Atlantic Geology 51: 139--205
The Fundy basin in Nova Scotia and New Brunswick is the largest exposed rift basin of the Newark Supergroup and also extends beneath the Bay of Fundy. Its strata can be divided into four tectonostratigraphic sequences (TS). TS I is represented by the probably Permian Honeycomb Point Formation and possibly the Lepreau Formation. TS II includes the Wolfville Formation with the probably Middle Triassic Economy Member and the early Late Triassic Evangeline Member. These members have yielded markedly different assemblages of continental tetrapods. TS III comprises most of the Blomidon Formation, which is Norian to Rhaetian in age. The Blomidon Formation has yielded few skeletal remains of tetrapods to date but many tetrapod tracks. TS IV includes the late Rhaetian top of the Blomidon Formation and the McCoy Brook Formation, which overlies the North Mountain Basalt and is latest Rhaetian and earliest Jurassic (Hettangian) in age.

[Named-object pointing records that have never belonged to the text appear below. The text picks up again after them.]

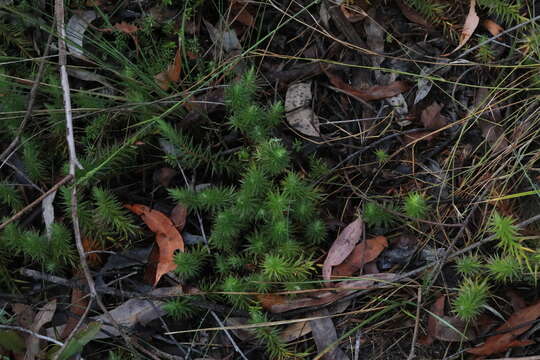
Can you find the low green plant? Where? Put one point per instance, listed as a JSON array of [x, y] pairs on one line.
[[376, 215], [472, 296], [506, 233], [265, 218], [415, 205]]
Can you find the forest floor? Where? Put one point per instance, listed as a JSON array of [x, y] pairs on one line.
[[279, 179]]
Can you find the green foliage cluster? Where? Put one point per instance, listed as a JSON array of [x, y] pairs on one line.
[[266, 225], [515, 263], [383, 215]]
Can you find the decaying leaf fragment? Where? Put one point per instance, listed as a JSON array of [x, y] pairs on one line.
[[168, 240], [362, 254], [517, 324], [75, 29], [298, 109], [342, 247]]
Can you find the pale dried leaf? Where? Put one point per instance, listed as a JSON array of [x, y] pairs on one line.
[[75, 29], [471, 22], [44, 315], [342, 247], [298, 109]]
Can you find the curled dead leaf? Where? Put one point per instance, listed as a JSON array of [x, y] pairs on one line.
[[342, 247], [168, 241], [172, 74], [362, 254]]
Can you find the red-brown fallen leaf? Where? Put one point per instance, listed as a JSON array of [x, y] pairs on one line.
[[172, 74], [376, 92], [168, 240], [517, 324], [437, 309], [363, 253], [431, 117], [471, 22], [411, 14], [128, 29], [491, 26], [278, 303], [342, 247]]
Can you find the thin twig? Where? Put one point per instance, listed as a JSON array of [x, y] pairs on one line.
[[74, 164], [236, 348], [416, 324], [35, 202], [39, 336], [75, 329], [8, 152]]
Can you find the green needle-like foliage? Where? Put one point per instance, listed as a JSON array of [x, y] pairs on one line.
[[415, 205], [469, 265], [506, 232], [190, 265], [111, 214], [472, 296], [504, 268]]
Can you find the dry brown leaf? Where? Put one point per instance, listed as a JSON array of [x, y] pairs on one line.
[[279, 303], [342, 247], [164, 176], [172, 74], [411, 14], [168, 240], [362, 254], [471, 22], [491, 26], [79, 302], [44, 315], [431, 117], [517, 324], [325, 336], [375, 92]]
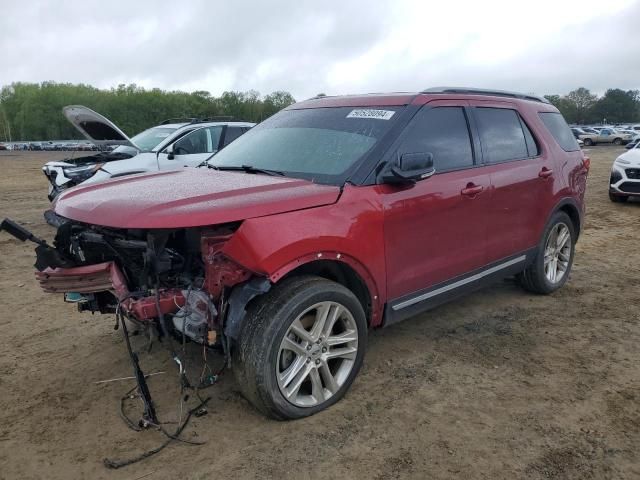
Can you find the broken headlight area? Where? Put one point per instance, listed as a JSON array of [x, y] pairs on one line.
[[79, 174], [145, 275]]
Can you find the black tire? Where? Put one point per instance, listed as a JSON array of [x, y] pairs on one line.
[[255, 357], [618, 198], [533, 279]]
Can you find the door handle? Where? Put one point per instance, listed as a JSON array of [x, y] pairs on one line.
[[545, 172], [471, 190]]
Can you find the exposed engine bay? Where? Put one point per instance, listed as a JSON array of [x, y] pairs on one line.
[[148, 277], [145, 274]]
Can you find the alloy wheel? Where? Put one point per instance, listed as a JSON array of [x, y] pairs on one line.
[[557, 253], [317, 354]]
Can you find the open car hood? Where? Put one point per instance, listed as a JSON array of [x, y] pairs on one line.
[[191, 197], [100, 130]]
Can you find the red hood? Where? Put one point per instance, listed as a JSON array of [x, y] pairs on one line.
[[190, 197]]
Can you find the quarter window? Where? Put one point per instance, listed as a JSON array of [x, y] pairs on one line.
[[560, 130], [443, 132], [502, 135]]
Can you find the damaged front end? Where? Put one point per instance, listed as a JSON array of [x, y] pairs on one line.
[[147, 275]]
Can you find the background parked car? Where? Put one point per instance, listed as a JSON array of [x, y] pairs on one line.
[[633, 143], [164, 147], [605, 135]]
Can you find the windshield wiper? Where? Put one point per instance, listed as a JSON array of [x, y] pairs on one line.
[[247, 169]]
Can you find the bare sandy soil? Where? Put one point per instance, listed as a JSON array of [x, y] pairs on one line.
[[502, 384]]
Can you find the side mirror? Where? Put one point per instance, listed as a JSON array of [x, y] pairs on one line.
[[170, 152], [410, 168]]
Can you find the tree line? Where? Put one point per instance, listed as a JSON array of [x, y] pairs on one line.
[[33, 111], [583, 107]]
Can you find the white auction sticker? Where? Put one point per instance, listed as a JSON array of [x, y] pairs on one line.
[[378, 114]]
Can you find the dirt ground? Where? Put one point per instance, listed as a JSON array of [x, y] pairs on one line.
[[501, 384]]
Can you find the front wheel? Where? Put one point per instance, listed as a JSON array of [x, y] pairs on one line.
[[300, 348], [554, 257]]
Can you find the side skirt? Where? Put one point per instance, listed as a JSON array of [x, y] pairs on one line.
[[415, 303]]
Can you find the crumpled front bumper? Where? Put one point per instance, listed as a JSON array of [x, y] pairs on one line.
[[622, 183], [107, 277]]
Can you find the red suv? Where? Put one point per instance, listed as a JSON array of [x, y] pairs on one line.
[[336, 215]]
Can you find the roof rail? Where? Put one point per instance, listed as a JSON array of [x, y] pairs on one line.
[[219, 118], [482, 91], [178, 120]]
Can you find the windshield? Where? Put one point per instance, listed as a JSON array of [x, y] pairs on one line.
[[319, 144], [149, 139]]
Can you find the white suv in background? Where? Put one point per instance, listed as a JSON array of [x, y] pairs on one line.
[[625, 176], [165, 147]]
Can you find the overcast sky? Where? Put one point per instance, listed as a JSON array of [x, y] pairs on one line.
[[335, 47]]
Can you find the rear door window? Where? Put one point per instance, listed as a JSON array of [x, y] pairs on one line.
[[443, 132], [502, 135], [560, 130]]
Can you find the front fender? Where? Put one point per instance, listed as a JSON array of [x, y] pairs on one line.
[[349, 231]]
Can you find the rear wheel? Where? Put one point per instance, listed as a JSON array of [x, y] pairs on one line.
[[554, 258], [301, 346], [618, 198]]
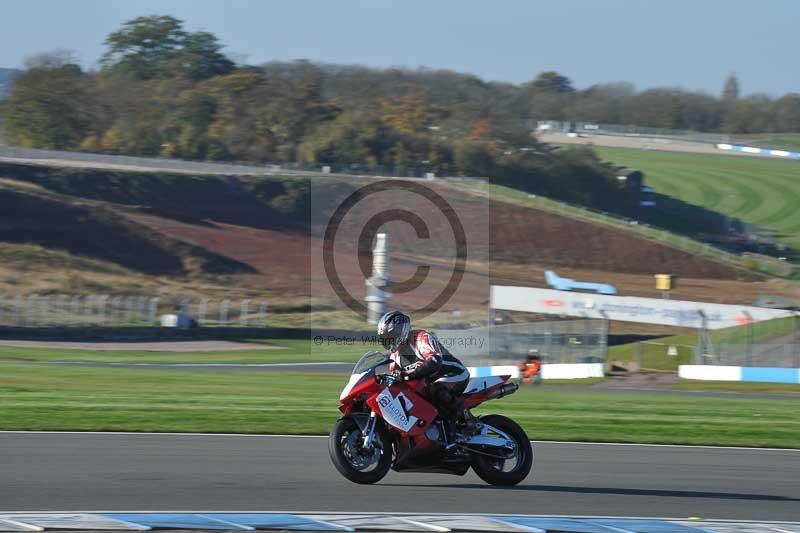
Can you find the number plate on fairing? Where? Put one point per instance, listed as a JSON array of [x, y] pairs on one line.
[[395, 409]]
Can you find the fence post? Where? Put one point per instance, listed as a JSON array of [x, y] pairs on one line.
[[796, 343], [62, 309], [201, 310], [44, 307], [75, 307], [152, 312], [223, 312], [102, 308], [243, 310], [31, 310], [18, 310]]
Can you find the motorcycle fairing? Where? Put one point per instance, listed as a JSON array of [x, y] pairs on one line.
[[396, 409], [398, 405], [480, 384]]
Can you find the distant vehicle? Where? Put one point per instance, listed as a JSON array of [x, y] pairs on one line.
[[566, 284]]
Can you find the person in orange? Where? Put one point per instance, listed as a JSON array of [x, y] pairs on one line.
[[531, 369]]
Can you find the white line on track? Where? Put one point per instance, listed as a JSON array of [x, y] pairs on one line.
[[170, 365], [283, 436], [397, 513]]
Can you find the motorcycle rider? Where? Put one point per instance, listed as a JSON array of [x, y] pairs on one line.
[[417, 354]]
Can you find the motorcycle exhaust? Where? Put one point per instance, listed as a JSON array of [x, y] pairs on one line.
[[505, 390]]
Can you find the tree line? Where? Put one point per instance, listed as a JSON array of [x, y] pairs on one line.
[[161, 90]]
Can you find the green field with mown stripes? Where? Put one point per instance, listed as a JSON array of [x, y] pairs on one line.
[[761, 191]]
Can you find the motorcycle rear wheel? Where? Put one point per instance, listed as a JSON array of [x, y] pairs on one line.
[[352, 461], [493, 471]]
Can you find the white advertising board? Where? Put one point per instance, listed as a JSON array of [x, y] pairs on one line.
[[628, 308]]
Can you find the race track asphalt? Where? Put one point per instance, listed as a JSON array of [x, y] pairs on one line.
[[145, 472]]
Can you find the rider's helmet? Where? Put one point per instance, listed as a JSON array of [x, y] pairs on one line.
[[393, 330]]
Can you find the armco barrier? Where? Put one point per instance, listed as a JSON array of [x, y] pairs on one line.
[[740, 373], [758, 151], [549, 371], [572, 371]]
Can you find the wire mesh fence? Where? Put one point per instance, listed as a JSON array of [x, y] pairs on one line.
[[771, 343], [557, 341], [100, 310]]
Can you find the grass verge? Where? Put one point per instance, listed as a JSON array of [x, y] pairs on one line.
[[279, 351], [36, 396]]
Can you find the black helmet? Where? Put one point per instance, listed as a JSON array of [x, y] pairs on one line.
[[393, 330]]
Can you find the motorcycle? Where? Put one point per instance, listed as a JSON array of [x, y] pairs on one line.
[[389, 423]]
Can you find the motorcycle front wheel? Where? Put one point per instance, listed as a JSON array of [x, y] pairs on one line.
[[505, 471], [352, 460]]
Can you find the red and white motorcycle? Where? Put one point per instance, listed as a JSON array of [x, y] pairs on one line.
[[389, 423]]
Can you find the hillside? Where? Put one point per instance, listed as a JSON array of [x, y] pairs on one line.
[[180, 236], [6, 77]]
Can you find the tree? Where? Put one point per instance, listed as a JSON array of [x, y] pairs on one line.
[[158, 47], [143, 47], [200, 57], [730, 91], [48, 106], [552, 82]]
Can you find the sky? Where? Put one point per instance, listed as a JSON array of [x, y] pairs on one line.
[[686, 43]]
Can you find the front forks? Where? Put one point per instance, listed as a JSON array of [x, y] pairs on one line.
[[369, 431]]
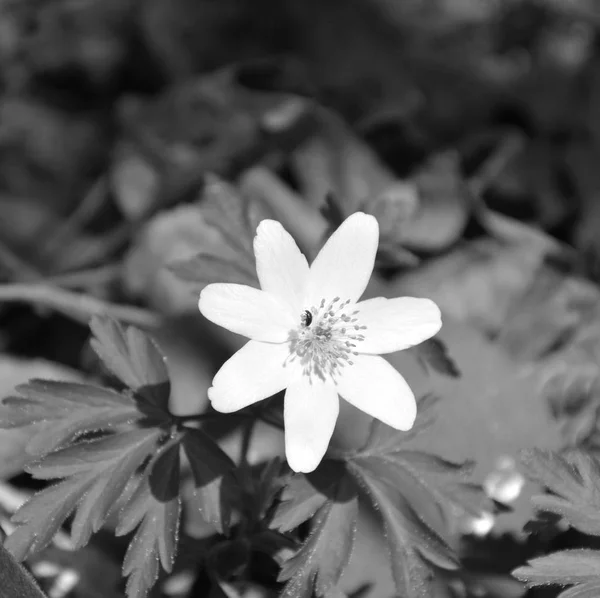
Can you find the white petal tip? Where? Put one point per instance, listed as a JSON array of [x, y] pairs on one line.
[[306, 465], [218, 403]]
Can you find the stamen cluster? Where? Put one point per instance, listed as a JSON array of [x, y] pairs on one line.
[[326, 338]]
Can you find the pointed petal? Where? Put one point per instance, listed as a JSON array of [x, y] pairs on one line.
[[396, 324], [251, 312], [374, 386], [257, 371], [310, 411], [345, 263], [281, 267]]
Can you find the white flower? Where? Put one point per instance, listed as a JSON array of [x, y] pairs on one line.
[[309, 335]]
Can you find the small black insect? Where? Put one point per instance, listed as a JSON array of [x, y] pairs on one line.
[[306, 318]]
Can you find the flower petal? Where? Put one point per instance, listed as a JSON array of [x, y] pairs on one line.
[[281, 267], [257, 371], [254, 313], [396, 324], [345, 263], [310, 411], [374, 386]]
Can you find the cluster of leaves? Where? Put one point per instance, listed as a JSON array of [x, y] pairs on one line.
[[412, 491], [114, 453], [573, 482]]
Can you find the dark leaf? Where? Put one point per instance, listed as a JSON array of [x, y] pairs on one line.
[[154, 508], [15, 580], [319, 564], [411, 543], [304, 495], [573, 480], [433, 354], [134, 358], [210, 468], [65, 410], [95, 473], [567, 567]]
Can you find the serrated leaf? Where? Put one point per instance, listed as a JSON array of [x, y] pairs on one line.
[[210, 468], [383, 438], [65, 410], [96, 474], [154, 509], [430, 482], [574, 480], [567, 567], [204, 268], [15, 580], [586, 590], [304, 495], [134, 358], [412, 544], [321, 560], [433, 354]]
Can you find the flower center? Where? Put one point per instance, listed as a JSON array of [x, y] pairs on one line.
[[327, 337]]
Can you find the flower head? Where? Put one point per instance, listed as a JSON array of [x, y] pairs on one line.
[[309, 334]]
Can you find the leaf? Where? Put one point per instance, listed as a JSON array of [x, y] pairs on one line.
[[15, 580], [210, 466], [411, 542], [303, 496], [433, 354], [154, 509], [321, 560], [574, 480], [95, 473], [134, 358], [66, 410], [233, 217], [567, 567], [431, 482]]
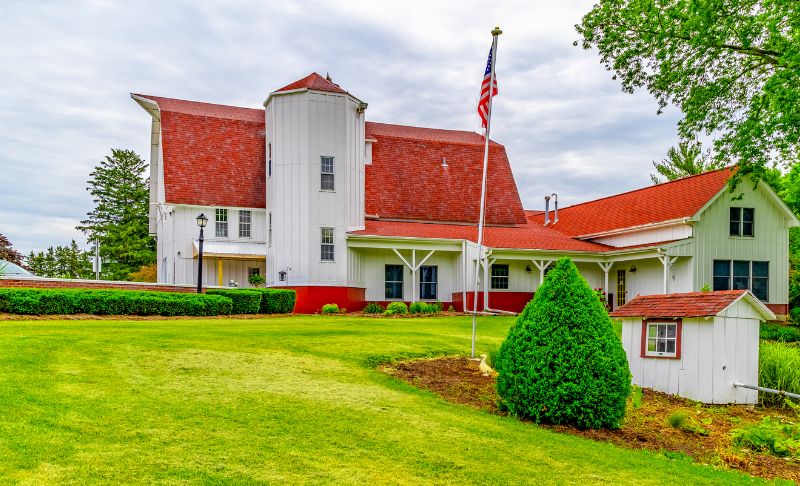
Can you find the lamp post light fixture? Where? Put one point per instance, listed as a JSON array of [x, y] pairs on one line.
[[202, 221]]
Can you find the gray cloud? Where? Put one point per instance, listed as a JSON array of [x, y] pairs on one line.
[[67, 69]]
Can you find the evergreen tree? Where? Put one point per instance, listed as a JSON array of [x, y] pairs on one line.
[[62, 262], [562, 362], [685, 160], [120, 217], [7, 253]]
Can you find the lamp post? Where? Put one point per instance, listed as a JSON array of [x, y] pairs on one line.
[[201, 222]]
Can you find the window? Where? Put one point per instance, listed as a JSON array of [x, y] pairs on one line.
[[244, 224], [428, 281], [742, 222], [661, 339], [740, 275], [326, 174], [327, 245], [500, 277], [221, 222], [394, 282]]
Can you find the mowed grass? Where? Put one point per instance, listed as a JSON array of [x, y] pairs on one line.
[[274, 401]]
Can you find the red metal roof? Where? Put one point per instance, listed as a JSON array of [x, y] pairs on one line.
[[693, 304], [314, 81], [677, 199], [213, 154], [522, 237], [407, 179]]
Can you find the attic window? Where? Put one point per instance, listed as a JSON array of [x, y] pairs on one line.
[[661, 339]]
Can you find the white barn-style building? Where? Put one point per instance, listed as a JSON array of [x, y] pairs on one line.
[[355, 211], [696, 345]]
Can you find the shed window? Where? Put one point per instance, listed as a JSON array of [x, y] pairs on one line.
[[661, 339], [221, 223], [500, 277], [394, 282], [326, 174], [327, 245], [244, 224], [742, 222], [428, 282]]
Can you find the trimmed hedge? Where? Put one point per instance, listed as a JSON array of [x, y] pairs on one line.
[[562, 362], [244, 302], [275, 301], [111, 302]]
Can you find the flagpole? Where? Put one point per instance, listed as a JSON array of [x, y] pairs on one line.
[[496, 32]]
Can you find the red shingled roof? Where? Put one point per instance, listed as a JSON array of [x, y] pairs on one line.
[[681, 198], [523, 236], [693, 304], [314, 81], [407, 180], [213, 154]]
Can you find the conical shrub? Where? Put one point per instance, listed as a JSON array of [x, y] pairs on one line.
[[562, 362]]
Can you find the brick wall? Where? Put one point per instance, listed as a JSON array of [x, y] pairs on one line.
[[60, 283]]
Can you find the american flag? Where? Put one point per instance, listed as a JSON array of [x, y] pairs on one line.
[[483, 104]]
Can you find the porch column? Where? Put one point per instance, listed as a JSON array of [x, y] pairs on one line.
[[667, 262]]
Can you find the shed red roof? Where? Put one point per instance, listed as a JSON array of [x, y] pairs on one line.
[[407, 178], [692, 304], [213, 154], [314, 81], [522, 237], [677, 199]]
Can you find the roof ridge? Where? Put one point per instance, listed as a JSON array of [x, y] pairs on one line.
[[646, 188]]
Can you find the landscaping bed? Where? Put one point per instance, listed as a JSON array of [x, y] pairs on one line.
[[458, 380]]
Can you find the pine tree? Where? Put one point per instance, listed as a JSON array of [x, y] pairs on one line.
[[688, 159], [7, 253], [120, 217], [562, 362]]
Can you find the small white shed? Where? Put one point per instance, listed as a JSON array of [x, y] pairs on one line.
[[695, 345]]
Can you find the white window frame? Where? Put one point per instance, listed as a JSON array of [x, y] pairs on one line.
[[322, 174], [220, 225], [245, 226], [327, 240], [656, 339]]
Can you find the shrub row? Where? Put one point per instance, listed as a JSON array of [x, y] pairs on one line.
[[275, 301], [244, 301], [111, 302]]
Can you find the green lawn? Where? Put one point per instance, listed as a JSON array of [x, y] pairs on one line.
[[273, 401]]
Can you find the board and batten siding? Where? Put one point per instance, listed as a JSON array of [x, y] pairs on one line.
[[303, 127], [770, 243], [716, 352]]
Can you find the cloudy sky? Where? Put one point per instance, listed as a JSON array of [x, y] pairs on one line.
[[67, 69]]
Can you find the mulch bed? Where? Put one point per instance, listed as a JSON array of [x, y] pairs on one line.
[[458, 380]]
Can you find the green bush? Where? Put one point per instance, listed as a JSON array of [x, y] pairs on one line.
[[275, 301], [562, 362], [330, 309], [244, 302], [396, 308], [774, 332], [373, 308], [111, 302], [779, 369]]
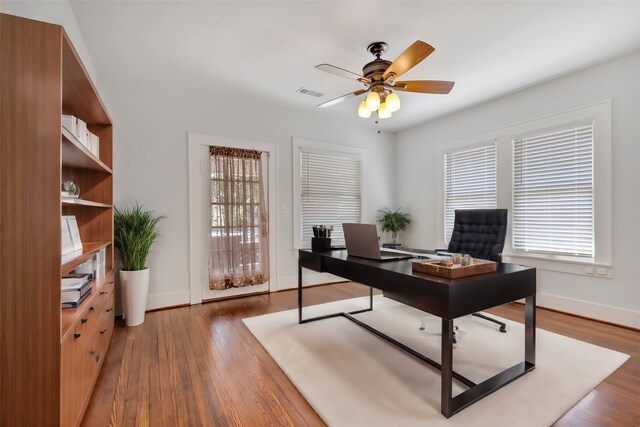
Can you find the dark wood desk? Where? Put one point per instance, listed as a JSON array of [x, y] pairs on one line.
[[445, 298]]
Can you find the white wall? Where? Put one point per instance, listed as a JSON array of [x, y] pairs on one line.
[[616, 300], [54, 12], [151, 164]]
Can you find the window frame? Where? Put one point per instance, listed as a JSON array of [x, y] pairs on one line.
[[600, 114], [301, 145], [459, 149]]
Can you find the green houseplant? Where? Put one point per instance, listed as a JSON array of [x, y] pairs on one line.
[[393, 221], [135, 232]]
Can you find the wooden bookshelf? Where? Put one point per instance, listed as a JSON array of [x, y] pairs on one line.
[[48, 355], [76, 155], [82, 202], [88, 251]]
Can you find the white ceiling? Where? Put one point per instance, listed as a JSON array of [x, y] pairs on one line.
[[266, 50]]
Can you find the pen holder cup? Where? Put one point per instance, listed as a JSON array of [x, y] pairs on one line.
[[321, 244]]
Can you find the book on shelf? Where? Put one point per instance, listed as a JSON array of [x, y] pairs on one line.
[[75, 234], [74, 295], [74, 280], [101, 258], [70, 123], [94, 144], [87, 268], [67, 242], [76, 303]]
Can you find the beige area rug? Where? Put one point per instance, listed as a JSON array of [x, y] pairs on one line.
[[353, 378]]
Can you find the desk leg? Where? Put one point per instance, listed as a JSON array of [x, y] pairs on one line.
[[530, 329], [299, 294], [446, 371]]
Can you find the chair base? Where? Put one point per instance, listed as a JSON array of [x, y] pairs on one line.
[[503, 326]]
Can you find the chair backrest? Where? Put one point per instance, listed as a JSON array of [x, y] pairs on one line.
[[479, 233]]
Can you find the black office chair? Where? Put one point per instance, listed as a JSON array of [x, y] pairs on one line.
[[480, 233]]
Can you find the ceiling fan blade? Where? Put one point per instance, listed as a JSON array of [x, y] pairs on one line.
[[332, 69], [342, 98], [424, 86], [408, 59]]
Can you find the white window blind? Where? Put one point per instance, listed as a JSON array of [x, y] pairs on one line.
[[331, 193], [553, 210], [469, 182]]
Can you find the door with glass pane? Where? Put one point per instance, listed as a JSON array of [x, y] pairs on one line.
[[238, 249]]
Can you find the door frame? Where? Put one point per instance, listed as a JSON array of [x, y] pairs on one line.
[[198, 245]]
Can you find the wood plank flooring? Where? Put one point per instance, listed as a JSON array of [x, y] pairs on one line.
[[200, 366]]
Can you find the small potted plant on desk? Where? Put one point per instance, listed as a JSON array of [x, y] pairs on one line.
[[393, 221], [135, 231]]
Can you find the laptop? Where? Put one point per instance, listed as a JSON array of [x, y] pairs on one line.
[[362, 242]]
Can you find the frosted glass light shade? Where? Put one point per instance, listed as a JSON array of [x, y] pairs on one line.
[[363, 111], [373, 101], [393, 102], [383, 111]]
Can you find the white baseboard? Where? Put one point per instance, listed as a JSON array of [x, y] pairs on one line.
[[170, 299], [308, 279], [619, 316]]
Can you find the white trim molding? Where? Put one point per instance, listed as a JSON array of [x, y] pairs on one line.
[[198, 144], [309, 278], [171, 299], [606, 313]]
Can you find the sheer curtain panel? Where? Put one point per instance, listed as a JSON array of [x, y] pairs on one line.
[[238, 249]]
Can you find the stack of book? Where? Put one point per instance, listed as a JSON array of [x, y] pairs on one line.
[[75, 288], [78, 128], [71, 242]]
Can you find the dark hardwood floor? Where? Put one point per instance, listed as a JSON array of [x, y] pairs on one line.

The McCoy Brook Formation has yielded a diversity of continental tetrapods and lacks any of the characteristic Late Triassic forms. Recent work has correlated the Global Boundary Stratotype Section and Point (GSSP) for the base of the Jurassic (Hettangian) to a level well above the North Mountain Basalt. Thus most of the tetrapod fossils from the McCoy Brook Formation are latest Rhaetian in age, but the higher horizon with skeletal remains of sauropodomorph dinosaurs may be earliest Hettangian in age. The Fundy basin preserves the only known, stratigraphically tightly constrained record of the profound biotic changes in continental ecosystems across the Triassic-Jurassic transition.